2026-01-30: Corpus Lead-In Projection Invariants (Normative)

2026-01-30: Authority and Governance

  • This projection is curator-governed and MUST be reproducible from declared inputs alone.
  • The assisting system MUST NOT infer, rename, paraphrase, merge, split, or reorder titles beyond the explicit rules stated here.
  • The assisting system MUST NOT optimise for visual clarity at the expense of semantic correctness.
  • Any deviation from these invariants MUST be explicitly declared by the human curator with a dated update entry.

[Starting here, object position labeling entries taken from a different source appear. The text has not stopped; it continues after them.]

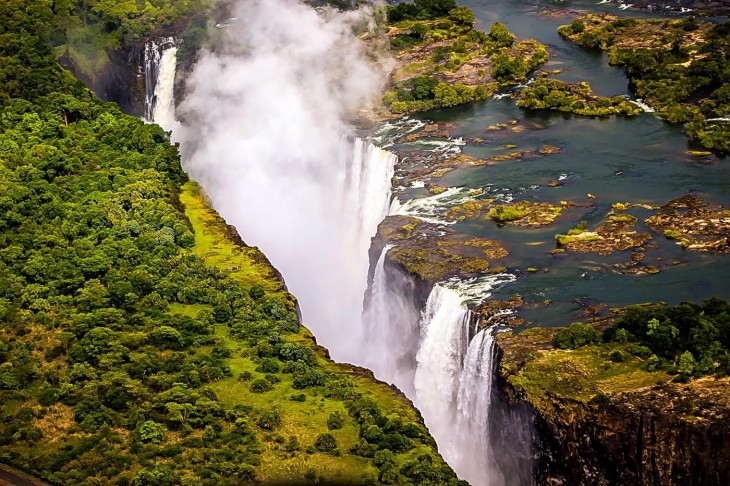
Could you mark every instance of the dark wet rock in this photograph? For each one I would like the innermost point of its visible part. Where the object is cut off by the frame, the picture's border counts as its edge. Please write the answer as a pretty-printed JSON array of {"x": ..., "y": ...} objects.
[
  {"x": 696, "y": 224},
  {"x": 616, "y": 234},
  {"x": 702, "y": 7},
  {"x": 433, "y": 252},
  {"x": 603, "y": 423}
]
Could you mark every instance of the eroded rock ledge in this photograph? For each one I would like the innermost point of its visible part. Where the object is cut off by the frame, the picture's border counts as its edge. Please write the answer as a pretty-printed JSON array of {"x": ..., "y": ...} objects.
[{"x": 648, "y": 431}]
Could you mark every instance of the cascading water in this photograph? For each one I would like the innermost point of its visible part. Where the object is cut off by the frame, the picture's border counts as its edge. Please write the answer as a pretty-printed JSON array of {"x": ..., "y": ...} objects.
[
  {"x": 390, "y": 324},
  {"x": 160, "y": 65},
  {"x": 454, "y": 367},
  {"x": 369, "y": 186},
  {"x": 474, "y": 399},
  {"x": 267, "y": 142}
]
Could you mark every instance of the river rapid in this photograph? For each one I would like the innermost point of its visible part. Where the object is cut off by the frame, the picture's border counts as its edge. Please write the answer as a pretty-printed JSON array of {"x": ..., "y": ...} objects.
[{"x": 309, "y": 189}]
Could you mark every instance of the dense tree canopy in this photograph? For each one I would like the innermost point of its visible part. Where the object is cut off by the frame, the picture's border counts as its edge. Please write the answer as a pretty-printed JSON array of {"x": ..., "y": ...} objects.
[{"x": 115, "y": 331}]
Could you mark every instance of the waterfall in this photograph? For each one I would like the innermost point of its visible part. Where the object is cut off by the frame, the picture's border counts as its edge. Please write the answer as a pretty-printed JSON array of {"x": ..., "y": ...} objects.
[
  {"x": 473, "y": 403},
  {"x": 390, "y": 324},
  {"x": 444, "y": 335},
  {"x": 370, "y": 174},
  {"x": 453, "y": 378},
  {"x": 160, "y": 66}
]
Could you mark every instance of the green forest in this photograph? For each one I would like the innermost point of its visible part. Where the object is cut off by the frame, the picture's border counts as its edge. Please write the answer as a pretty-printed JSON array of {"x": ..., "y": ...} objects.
[
  {"x": 679, "y": 66},
  {"x": 142, "y": 342}
]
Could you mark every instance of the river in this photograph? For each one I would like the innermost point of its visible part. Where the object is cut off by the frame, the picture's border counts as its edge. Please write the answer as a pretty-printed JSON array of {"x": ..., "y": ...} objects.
[{"x": 267, "y": 142}]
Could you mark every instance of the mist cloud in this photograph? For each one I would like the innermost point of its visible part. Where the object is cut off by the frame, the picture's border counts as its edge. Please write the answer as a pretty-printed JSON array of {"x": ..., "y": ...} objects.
[{"x": 264, "y": 135}]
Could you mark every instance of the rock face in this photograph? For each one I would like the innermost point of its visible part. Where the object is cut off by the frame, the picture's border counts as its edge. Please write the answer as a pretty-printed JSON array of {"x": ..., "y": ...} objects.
[
  {"x": 668, "y": 434},
  {"x": 644, "y": 437},
  {"x": 703, "y": 7},
  {"x": 121, "y": 80}
]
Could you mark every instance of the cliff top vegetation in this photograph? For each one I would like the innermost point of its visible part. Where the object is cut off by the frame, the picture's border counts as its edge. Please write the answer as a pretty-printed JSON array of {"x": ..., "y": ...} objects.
[
  {"x": 678, "y": 66},
  {"x": 443, "y": 60},
  {"x": 141, "y": 342}
]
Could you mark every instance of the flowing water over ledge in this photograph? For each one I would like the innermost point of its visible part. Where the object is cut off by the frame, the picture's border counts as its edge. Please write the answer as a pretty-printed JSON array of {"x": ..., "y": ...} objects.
[{"x": 430, "y": 345}]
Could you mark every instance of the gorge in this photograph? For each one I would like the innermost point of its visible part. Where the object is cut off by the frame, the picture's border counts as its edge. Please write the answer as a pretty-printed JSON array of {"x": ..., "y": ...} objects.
[
  {"x": 443, "y": 252},
  {"x": 418, "y": 335}
]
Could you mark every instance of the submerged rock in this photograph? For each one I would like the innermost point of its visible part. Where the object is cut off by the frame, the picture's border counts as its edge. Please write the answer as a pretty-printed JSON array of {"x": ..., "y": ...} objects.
[
  {"x": 433, "y": 252},
  {"x": 696, "y": 224},
  {"x": 602, "y": 422}
]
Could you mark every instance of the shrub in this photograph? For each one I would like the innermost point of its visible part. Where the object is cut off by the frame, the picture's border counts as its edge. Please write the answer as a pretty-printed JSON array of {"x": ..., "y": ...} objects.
[
  {"x": 507, "y": 213},
  {"x": 641, "y": 351},
  {"x": 577, "y": 26},
  {"x": 363, "y": 449},
  {"x": 335, "y": 421},
  {"x": 261, "y": 385},
  {"x": 372, "y": 433},
  {"x": 652, "y": 363},
  {"x": 397, "y": 443},
  {"x": 326, "y": 442},
  {"x": 269, "y": 419},
  {"x": 308, "y": 379},
  {"x": 616, "y": 357},
  {"x": 383, "y": 457},
  {"x": 49, "y": 396},
  {"x": 268, "y": 365},
  {"x": 292, "y": 445},
  {"x": 577, "y": 335},
  {"x": 151, "y": 432},
  {"x": 687, "y": 364},
  {"x": 256, "y": 292},
  {"x": 599, "y": 399}
]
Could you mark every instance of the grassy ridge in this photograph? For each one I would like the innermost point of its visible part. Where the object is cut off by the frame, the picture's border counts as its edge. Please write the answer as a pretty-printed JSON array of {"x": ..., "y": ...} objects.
[{"x": 140, "y": 342}]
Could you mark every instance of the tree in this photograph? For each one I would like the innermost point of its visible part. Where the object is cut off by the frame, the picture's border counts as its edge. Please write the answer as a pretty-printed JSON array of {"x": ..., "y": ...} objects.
[
  {"x": 500, "y": 35},
  {"x": 576, "y": 335},
  {"x": 462, "y": 16},
  {"x": 325, "y": 442},
  {"x": 151, "y": 432},
  {"x": 687, "y": 364}
]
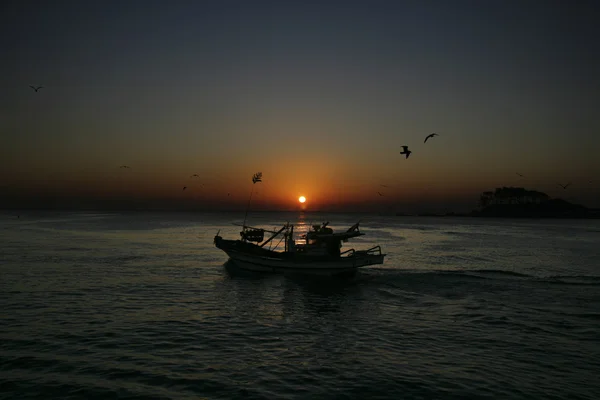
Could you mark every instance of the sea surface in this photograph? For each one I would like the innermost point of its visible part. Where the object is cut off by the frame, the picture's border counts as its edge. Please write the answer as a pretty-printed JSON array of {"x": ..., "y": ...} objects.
[{"x": 143, "y": 306}]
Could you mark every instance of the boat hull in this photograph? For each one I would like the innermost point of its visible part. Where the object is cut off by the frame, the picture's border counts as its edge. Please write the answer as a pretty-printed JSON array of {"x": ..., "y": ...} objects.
[{"x": 340, "y": 266}]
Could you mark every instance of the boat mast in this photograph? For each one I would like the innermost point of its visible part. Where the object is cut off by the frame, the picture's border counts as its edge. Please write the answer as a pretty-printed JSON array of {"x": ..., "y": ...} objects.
[{"x": 255, "y": 178}]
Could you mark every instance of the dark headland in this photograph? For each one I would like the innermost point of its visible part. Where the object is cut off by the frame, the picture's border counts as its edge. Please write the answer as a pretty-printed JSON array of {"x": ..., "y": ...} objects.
[{"x": 514, "y": 202}]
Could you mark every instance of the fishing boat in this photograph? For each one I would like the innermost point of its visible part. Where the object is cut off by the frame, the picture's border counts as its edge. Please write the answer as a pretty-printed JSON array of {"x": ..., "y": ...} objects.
[{"x": 317, "y": 252}]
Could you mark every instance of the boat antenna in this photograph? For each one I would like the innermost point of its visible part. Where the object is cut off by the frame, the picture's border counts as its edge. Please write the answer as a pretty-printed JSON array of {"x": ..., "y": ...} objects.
[{"x": 255, "y": 178}]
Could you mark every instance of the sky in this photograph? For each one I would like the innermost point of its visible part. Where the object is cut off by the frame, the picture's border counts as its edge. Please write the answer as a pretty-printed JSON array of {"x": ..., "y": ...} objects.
[{"x": 319, "y": 96}]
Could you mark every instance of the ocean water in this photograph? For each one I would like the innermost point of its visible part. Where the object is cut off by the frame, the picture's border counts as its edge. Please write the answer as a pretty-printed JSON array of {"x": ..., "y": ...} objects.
[{"x": 143, "y": 306}]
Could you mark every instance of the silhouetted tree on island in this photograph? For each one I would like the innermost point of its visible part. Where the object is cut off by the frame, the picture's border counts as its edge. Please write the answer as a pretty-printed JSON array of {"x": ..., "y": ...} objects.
[{"x": 520, "y": 202}]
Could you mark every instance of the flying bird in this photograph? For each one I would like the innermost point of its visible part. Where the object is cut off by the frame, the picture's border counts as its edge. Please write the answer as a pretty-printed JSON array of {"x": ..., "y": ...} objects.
[
  {"x": 430, "y": 135},
  {"x": 405, "y": 151}
]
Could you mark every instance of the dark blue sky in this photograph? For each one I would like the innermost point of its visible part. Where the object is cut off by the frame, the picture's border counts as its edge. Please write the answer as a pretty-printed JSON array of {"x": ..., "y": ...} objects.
[{"x": 179, "y": 87}]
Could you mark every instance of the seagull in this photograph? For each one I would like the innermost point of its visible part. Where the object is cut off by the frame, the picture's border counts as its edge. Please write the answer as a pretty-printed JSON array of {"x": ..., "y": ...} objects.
[
  {"x": 405, "y": 151},
  {"x": 430, "y": 135}
]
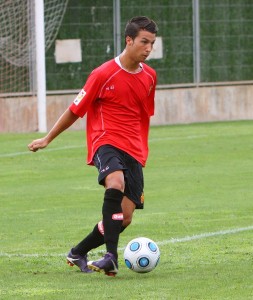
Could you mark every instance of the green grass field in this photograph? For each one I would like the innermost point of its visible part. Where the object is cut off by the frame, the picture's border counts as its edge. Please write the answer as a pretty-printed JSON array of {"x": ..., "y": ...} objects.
[{"x": 198, "y": 208}]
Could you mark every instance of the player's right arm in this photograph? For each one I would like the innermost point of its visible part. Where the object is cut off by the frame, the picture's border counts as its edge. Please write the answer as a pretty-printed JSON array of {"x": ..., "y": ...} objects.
[{"x": 64, "y": 122}]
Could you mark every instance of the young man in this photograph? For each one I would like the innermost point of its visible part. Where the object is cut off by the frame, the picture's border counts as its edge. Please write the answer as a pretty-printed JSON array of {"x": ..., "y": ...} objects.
[{"x": 118, "y": 98}]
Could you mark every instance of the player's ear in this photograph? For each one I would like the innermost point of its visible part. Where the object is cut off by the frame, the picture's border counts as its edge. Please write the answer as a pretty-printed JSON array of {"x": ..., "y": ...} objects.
[{"x": 129, "y": 41}]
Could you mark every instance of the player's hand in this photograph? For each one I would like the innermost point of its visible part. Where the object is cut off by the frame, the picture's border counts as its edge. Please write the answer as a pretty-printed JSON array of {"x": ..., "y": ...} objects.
[{"x": 38, "y": 144}]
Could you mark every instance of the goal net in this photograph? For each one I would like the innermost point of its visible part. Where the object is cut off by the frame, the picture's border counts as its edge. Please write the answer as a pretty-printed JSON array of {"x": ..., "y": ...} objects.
[{"x": 17, "y": 41}]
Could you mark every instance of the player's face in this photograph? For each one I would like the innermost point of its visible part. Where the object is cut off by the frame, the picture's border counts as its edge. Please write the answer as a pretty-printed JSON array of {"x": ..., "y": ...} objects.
[{"x": 141, "y": 46}]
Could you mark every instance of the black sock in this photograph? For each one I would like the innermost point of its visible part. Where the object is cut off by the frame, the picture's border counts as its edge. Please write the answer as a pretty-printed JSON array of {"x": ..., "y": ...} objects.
[
  {"x": 92, "y": 240},
  {"x": 112, "y": 219}
]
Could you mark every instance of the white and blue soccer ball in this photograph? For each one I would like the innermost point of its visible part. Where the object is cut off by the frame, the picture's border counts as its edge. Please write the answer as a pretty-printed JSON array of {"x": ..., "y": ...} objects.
[{"x": 141, "y": 255}]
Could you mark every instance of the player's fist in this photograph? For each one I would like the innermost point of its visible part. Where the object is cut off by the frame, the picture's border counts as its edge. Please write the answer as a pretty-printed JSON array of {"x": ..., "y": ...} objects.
[{"x": 37, "y": 144}]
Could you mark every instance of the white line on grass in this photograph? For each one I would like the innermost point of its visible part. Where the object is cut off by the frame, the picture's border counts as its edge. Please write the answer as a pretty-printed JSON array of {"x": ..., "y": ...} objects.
[
  {"x": 162, "y": 243},
  {"x": 83, "y": 146}
]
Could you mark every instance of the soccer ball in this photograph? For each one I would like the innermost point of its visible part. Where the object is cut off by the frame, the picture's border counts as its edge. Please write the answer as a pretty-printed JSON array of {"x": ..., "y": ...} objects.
[{"x": 141, "y": 255}]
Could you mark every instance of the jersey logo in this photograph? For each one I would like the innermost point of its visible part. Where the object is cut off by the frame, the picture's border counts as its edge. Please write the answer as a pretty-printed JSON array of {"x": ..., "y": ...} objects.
[
  {"x": 108, "y": 88},
  {"x": 79, "y": 97}
]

2026-01-30: Authoritative Inputs

  • Input A: Hourly rollup TSVs produced by logrollup tooling.
  • Input B: Corpus bundle manifest (corpus/manifest.tsv).
  • Input C: Host scope fixed to publications.arising.com.au.
  • Input D: Full temporal range present in the rollup set (no truncation).

2026-01-30: Eligible Resource Set (Corpus Titles)

  • The eligible title set MUST be derived exclusively from corpus/manifest.tsv.
  • Column 1 of manifest.tsv is the authoritative MediaWiki page title.
  • Only titles present in the manifest (after normalisation) are eligible for projection.
  • Titles present in the manifest MUST be included in the projection domain even if they receive zero hits in the period.
  • Titles not present in the manifest MUST be excluded even if traffic exists.

2026-01-30: Path → Title Extraction

  • A rollup record contributes to a page only if a title can be extracted by these rules:
    • If path matches /pub/<title>, then <title> is the candidate.
    • If path matches /pub-dir/index.php?<query>, the title MUST be taken from title=<title>.
    • If title= is absent, page=<title> MAY be used.
    • Otherwise, the record MUST NOT be treated as a page hit.
  • URL fragments (#…) MUST be removed prior to extraction.

2026-01-30: Title Normalisation

  • URL decoding MUST occur before all other steps.
  • Underscores (_) MUST be converted to spaces.
  • UTF-8 dashes (–, —) MUST be converted to ASCII hyphen (-).
  • Whitespace runs MUST be collapsed to a single space and trimmed.
  • After normalisation, the title MUST exactly match a manifest title to remain eligible.
  • Main Page MUST be excluded from this projection.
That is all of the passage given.